Les problématiques urbaines n’apparaissent pas, au premier abord, comme essentielles dans la pensée du général de Gaulle. Les références à ces questions ne sont effectivement pas essentielles dans ses Mémoires d’Espoir. Les contributions rassemblées ici montrent pourtant qu’il convient de nuancer très sensiblement cette affirmation.

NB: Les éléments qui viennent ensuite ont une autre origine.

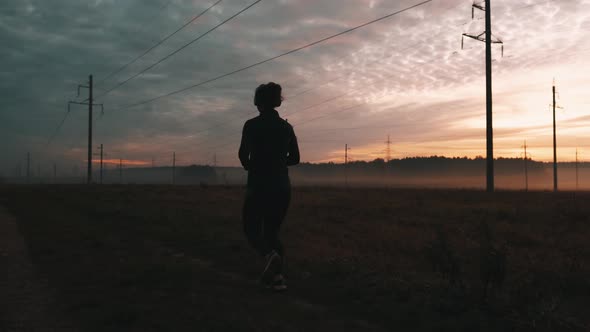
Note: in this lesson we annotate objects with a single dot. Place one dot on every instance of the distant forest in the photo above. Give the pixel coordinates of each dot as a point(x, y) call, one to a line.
point(438, 164)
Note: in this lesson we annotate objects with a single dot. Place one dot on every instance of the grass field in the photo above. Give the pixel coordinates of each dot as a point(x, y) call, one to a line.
point(162, 258)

L’organisation administrative et politique de la région parisienne, telle qu’elle se présente à nous aujourd’hui, est encore très largement redevable de la manière dont le général de Gaulle en a défini l’esprit il y a de cela maintenant près d’un demi siècle. Si des hauts fonctionnaires comme Paul Delouvrier ou bien encore Maurice Doublet, préfet de la Seine puis de la région parisienne, ont joué un rôle très important dans la naissance de la nouvelle région parisienne, il n’en reste pas moins que le général de Gaulle s’est également personnellement investi dans ce qui lui apparaissait devoir incarner l’un des symboles de la modernité française. De ce point de vue, il sera intéressant de poursuivre la réflexion avec la manière dont le successeur de Charles de Gaulle à l’Elysée en 1969 poursuivra la réflexion et l’action (6). Enfin, l’analyse de la vision gaullienne des questions relatives au Grand Paris conduit à élargir le propos en la resituant dans la recherche d’une réforme de l’État telle qu’elle apparaît effective depuis 1962. L’affirmation de l’État comme le conçoit le général de Gaulle induit la recherche d’une efficience accrue de l’administration publique (7). L’étude de l’invention du Grand Paris au cours des années 1960 dépasse donc très largement les frontières de la région parisienne. Ce dossier, pour lequel je remercie la revue Espoir d’en avoir accepté la publication, a donc pour objectif de s’interroger sur la manière dont le général de Gaulle et ses collaborateurs ont façonné, de manière durable, un modèle de gouvernance rationalisée pour la région parisienne mais aussi pour la France.
(6) En 2010, sous l’égide de l’Association Georges Pompidou et des Archives nationales, doit paraitre une étude dirigée par Philippe Nivet et Matthieu Flonneau consacrée au Grand dessein parisien de Georges Pompidou.
(7) Philippe Bezes, Réinventer l’État. Les réformes de l’administration française (1962-2008), Paris, PUF, 2009.